Here, a description will be given of the in-plane variation caused by the devices. In the image forming apparatus by electrophotography, it is desirable to form an image in the plane of each sheet of recording medium without variation while maintaining color uniformity, but actually, variations in colors (in-plane variation) are caused in the plane of the recording medium by various devices provided in the image forming apparatus. Examples of the in-plane variation caused by the devices include variation due to the inclination of an in-developer sleeve with respect to a photosensitive member, variation due to the inclination of a charger with respect to the photosensitive member, variation due to the inclination of an intermediate transfer member with respect to the photosensitive member, sensitivity variation in the photosensitive member, variation in the amount of laser light, and so forth.
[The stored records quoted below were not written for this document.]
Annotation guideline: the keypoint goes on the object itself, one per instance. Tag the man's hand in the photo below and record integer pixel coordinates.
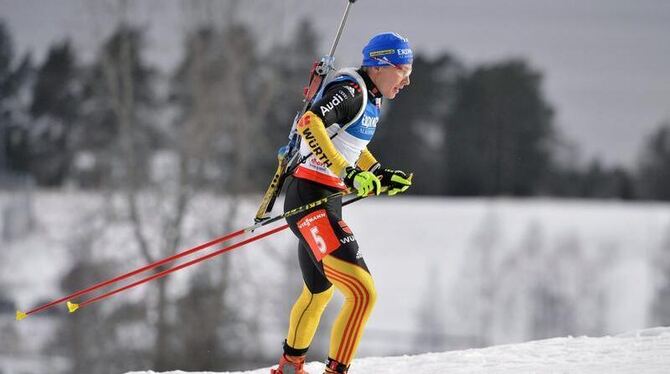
(363, 182)
(397, 181)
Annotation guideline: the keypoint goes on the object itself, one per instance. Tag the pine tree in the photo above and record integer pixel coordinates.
(54, 112)
(14, 136)
(499, 133)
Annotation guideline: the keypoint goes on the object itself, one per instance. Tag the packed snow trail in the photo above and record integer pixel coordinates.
(639, 352)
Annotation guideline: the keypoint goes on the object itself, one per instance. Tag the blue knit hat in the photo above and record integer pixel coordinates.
(389, 47)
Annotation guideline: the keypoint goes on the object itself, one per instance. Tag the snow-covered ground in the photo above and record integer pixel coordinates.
(639, 352)
(596, 259)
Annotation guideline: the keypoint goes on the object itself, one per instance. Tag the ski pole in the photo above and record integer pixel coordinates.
(21, 315)
(72, 307)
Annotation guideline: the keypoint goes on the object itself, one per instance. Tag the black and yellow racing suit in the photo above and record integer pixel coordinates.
(328, 251)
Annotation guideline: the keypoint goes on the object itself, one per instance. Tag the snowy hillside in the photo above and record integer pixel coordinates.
(644, 351)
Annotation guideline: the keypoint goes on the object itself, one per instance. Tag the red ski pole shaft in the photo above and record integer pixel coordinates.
(73, 307)
(137, 271)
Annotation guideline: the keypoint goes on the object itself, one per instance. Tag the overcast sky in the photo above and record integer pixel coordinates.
(606, 63)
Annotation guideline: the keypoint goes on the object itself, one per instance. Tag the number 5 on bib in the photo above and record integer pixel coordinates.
(317, 231)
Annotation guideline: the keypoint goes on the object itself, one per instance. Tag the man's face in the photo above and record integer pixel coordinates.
(391, 79)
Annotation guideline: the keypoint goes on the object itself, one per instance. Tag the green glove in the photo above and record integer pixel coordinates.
(363, 182)
(397, 181)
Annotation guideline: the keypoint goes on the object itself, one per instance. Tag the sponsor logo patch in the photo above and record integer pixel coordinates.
(344, 227)
(348, 239)
(337, 99)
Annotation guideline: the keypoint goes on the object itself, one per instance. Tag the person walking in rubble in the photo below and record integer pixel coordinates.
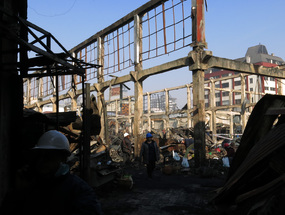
(47, 187)
(127, 148)
(149, 154)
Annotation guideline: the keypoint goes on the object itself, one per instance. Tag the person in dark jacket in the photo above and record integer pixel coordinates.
(149, 154)
(127, 147)
(46, 186)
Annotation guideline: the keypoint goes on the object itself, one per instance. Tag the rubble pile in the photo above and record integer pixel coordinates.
(255, 182)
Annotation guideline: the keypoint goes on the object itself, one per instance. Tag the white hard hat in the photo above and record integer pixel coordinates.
(53, 140)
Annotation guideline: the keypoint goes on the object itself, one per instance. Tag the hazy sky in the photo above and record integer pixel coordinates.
(231, 26)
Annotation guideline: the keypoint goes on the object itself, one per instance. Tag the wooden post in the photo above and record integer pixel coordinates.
(138, 83)
(148, 112)
(189, 121)
(243, 97)
(100, 94)
(117, 116)
(198, 43)
(167, 112)
(213, 114)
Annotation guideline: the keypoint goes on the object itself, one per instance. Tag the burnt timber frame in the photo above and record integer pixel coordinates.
(198, 60)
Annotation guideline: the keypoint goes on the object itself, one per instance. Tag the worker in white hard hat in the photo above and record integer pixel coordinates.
(127, 148)
(50, 188)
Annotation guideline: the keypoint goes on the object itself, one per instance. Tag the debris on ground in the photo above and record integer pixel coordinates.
(255, 181)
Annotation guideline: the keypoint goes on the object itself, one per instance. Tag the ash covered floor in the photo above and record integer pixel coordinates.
(177, 193)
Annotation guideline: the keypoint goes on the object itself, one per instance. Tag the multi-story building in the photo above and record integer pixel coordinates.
(257, 55)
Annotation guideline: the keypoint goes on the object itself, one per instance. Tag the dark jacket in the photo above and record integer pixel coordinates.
(66, 195)
(127, 145)
(144, 154)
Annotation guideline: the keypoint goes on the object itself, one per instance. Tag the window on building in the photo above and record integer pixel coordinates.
(225, 85)
(226, 93)
(237, 83)
(238, 101)
(226, 102)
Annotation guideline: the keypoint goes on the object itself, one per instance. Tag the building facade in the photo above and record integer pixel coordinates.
(257, 55)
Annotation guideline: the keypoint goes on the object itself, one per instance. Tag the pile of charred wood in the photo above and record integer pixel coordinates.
(255, 182)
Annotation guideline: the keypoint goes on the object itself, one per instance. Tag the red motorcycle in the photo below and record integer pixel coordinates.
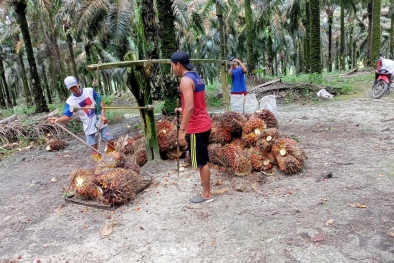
(384, 76)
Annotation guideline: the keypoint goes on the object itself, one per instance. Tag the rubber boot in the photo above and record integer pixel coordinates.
(110, 146)
(96, 157)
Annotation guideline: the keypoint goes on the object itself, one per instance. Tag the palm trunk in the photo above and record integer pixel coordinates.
(26, 89)
(376, 29)
(169, 82)
(369, 51)
(315, 57)
(72, 56)
(249, 36)
(329, 64)
(342, 42)
(39, 99)
(6, 90)
(392, 36)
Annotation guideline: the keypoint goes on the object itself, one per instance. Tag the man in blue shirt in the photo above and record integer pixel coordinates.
(237, 74)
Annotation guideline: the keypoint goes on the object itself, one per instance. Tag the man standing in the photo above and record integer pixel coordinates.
(237, 74)
(196, 123)
(87, 97)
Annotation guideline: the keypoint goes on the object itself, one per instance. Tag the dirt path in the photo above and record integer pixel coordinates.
(280, 218)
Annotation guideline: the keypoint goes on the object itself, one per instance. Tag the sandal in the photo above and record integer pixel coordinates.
(199, 199)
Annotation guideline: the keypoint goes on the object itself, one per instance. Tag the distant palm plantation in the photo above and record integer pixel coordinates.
(43, 41)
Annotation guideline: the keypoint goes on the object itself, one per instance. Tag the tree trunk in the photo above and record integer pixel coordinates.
(342, 42)
(392, 35)
(48, 91)
(307, 42)
(2, 101)
(6, 89)
(72, 56)
(138, 81)
(369, 51)
(169, 82)
(39, 99)
(250, 36)
(329, 64)
(315, 57)
(26, 89)
(376, 29)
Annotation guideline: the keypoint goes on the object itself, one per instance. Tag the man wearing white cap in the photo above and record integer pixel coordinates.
(86, 97)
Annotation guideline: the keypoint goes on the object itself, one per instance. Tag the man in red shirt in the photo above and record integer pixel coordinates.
(196, 122)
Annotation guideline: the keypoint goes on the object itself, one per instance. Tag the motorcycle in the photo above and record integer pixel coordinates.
(384, 76)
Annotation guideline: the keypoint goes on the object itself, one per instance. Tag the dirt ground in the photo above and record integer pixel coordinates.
(278, 218)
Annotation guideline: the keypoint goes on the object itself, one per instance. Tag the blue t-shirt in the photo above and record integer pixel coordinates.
(238, 79)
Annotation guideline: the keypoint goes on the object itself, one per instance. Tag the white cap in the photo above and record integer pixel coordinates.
(70, 82)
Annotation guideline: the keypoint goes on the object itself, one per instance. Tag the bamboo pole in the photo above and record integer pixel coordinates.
(226, 91)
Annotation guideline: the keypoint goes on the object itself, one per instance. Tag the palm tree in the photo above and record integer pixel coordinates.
(20, 10)
(376, 29)
(315, 55)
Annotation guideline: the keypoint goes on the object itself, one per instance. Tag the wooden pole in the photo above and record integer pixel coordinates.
(226, 91)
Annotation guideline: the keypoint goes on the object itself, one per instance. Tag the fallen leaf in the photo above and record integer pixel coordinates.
(329, 222)
(220, 191)
(318, 238)
(358, 205)
(219, 182)
(106, 231)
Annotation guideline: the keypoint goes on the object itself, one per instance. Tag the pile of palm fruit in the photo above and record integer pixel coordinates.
(116, 177)
(241, 144)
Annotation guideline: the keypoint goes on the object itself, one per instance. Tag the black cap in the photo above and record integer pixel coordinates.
(183, 58)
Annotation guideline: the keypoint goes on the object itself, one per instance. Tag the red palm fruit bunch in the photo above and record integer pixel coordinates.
(268, 161)
(268, 117)
(55, 145)
(251, 129)
(219, 134)
(117, 186)
(111, 160)
(289, 156)
(214, 150)
(235, 158)
(132, 144)
(163, 128)
(232, 122)
(239, 143)
(140, 157)
(131, 165)
(82, 181)
(266, 139)
(255, 158)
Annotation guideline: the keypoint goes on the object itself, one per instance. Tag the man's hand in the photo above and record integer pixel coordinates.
(104, 119)
(52, 120)
(182, 138)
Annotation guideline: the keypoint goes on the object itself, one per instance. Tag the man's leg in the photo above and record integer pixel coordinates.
(205, 175)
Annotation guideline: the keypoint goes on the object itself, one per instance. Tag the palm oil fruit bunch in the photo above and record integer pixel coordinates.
(117, 186)
(111, 160)
(82, 181)
(289, 156)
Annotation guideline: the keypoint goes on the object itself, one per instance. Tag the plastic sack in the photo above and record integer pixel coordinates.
(251, 104)
(269, 103)
(237, 103)
(324, 94)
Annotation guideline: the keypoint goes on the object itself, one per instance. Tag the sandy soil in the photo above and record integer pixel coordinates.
(278, 218)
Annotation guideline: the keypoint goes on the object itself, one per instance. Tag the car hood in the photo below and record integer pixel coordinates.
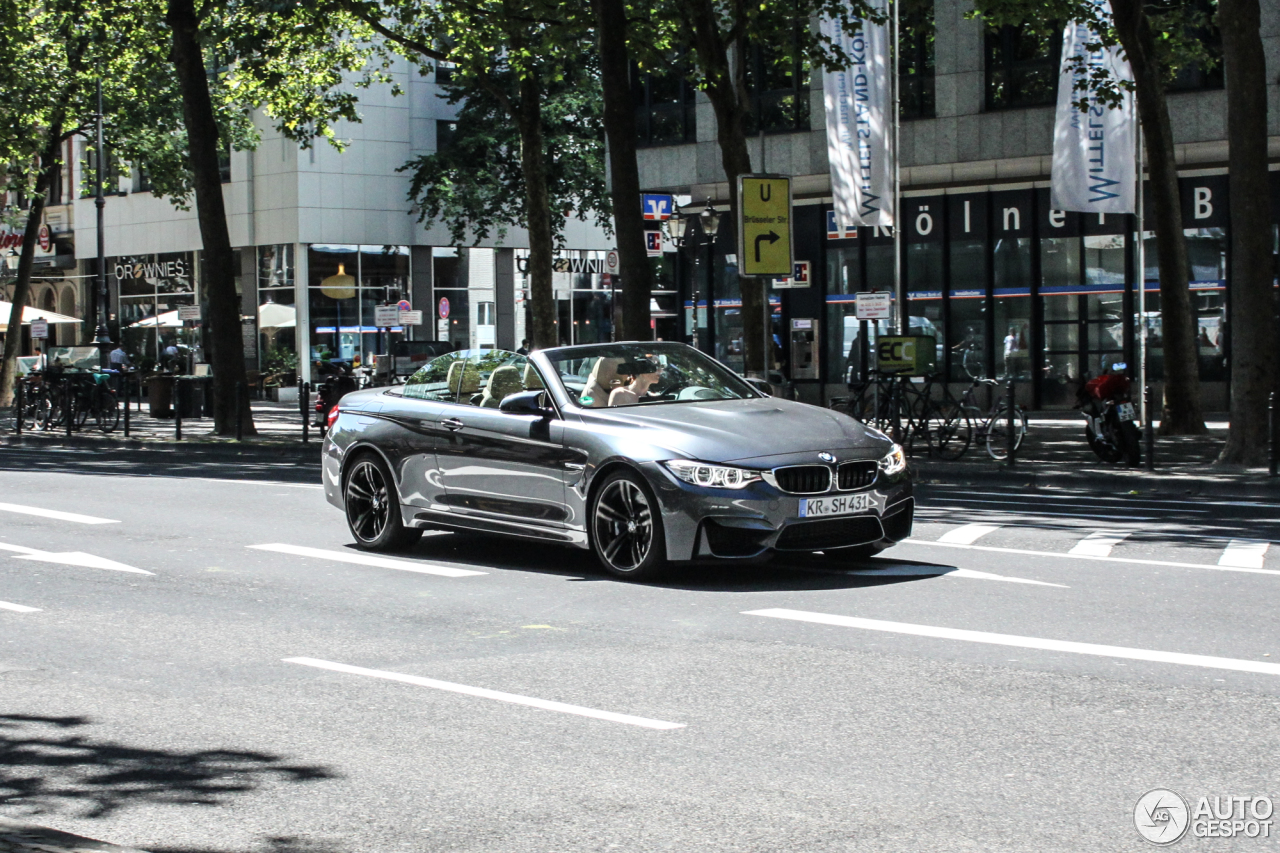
(739, 430)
Toner patches, which are formed during correction of gradation correction data in a manner associated with respective gradations, are formed along the rotating shaft of the photosensitive drum (in a direction orthogonal to the direction of conveyance of the recording medium) and along the direction of rotation of the photosensitive drum (the direction of conveyance of the recording medium). It is considered that when in-plane variation as described above is caused, the method disclosed in Japanese Patent Laid-Open Publication No. 2004-205701 cannot perform accurate correction of gradation correction data since the toner patches are not formed at proper densities due to the in-plane variation.
To eliminate this inconvenience, there has been proposed a gradation correcting method free from the influence of in-plane variation caused by devices, in Japanese Patent Laid-Open Publication No. 2001-260407. In this method, gradation toner patches for forming gradation correction data and an array of patches in the direction of the rotating shaft of the photosensitive drum which are of the same color and with the same output value for grasping in-plane variation are formed in a gradation correction chart, and the densities of all the above patches are measured. Then, in-plane variation is grasped based on obtained information on the densities of the patch array, and based on information on the in-plane variation, density information on the gradation toner patches is corrected by the amount of deviation of the density due to the in-plane variation, whereafter a LUT for object colors is formed based on the corrected density information.
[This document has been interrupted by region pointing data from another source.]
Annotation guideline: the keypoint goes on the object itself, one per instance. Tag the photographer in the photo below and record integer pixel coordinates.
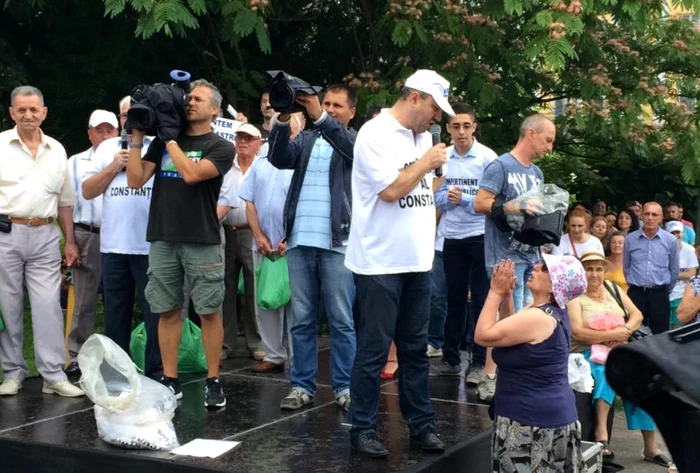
(317, 225)
(184, 230)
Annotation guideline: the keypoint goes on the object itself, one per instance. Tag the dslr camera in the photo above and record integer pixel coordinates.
(159, 109)
(283, 89)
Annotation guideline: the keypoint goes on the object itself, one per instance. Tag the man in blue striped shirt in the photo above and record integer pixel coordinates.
(651, 264)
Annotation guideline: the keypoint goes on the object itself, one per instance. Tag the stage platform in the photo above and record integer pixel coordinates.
(44, 433)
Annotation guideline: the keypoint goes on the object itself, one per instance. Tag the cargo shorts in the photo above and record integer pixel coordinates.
(171, 266)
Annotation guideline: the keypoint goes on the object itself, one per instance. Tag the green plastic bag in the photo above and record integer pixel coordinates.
(273, 283)
(190, 357)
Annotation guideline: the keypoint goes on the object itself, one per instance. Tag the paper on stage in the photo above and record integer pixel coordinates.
(205, 448)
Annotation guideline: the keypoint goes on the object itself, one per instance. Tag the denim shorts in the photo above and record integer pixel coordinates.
(172, 265)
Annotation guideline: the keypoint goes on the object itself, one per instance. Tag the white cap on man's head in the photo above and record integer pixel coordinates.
(103, 116)
(249, 129)
(433, 84)
(674, 226)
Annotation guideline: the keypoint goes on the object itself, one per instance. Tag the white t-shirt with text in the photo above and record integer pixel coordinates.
(124, 210)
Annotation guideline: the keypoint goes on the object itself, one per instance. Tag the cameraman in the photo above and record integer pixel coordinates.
(317, 225)
(183, 229)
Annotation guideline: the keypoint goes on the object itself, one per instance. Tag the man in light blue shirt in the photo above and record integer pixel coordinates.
(651, 263)
(463, 249)
(317, 216)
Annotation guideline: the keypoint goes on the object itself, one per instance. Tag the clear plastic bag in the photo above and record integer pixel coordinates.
(580, 377)
(131, 411)
(541, 200)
However, the method disclosed in Japanese Patent Laid-Open Publication No. 2001-260407 cannot accurately grasp information on in-plane variation contained in secondary-color patches in the correction of gradation correction data of secondary colors, and therefore it is impossible to perform gradation correction free from the influence of the in-plane variation. For example, when a LUT for a light tone is formed, since toner patches are formed only by the light toner, the LUT can be accurately formed by eliminating the influence of the in-plane variation by the method disclosed in Japanese Patent Laid-Open Publication No. 2001-260407. However, toner patches formed by using the light toner and a dark toner include in-plane variation due to an image forming section of the dark toner and in-plane variation due to an image forming section of the light toner, which makes it impossible to form an accurate LUT without taking both the in-plane variations into account.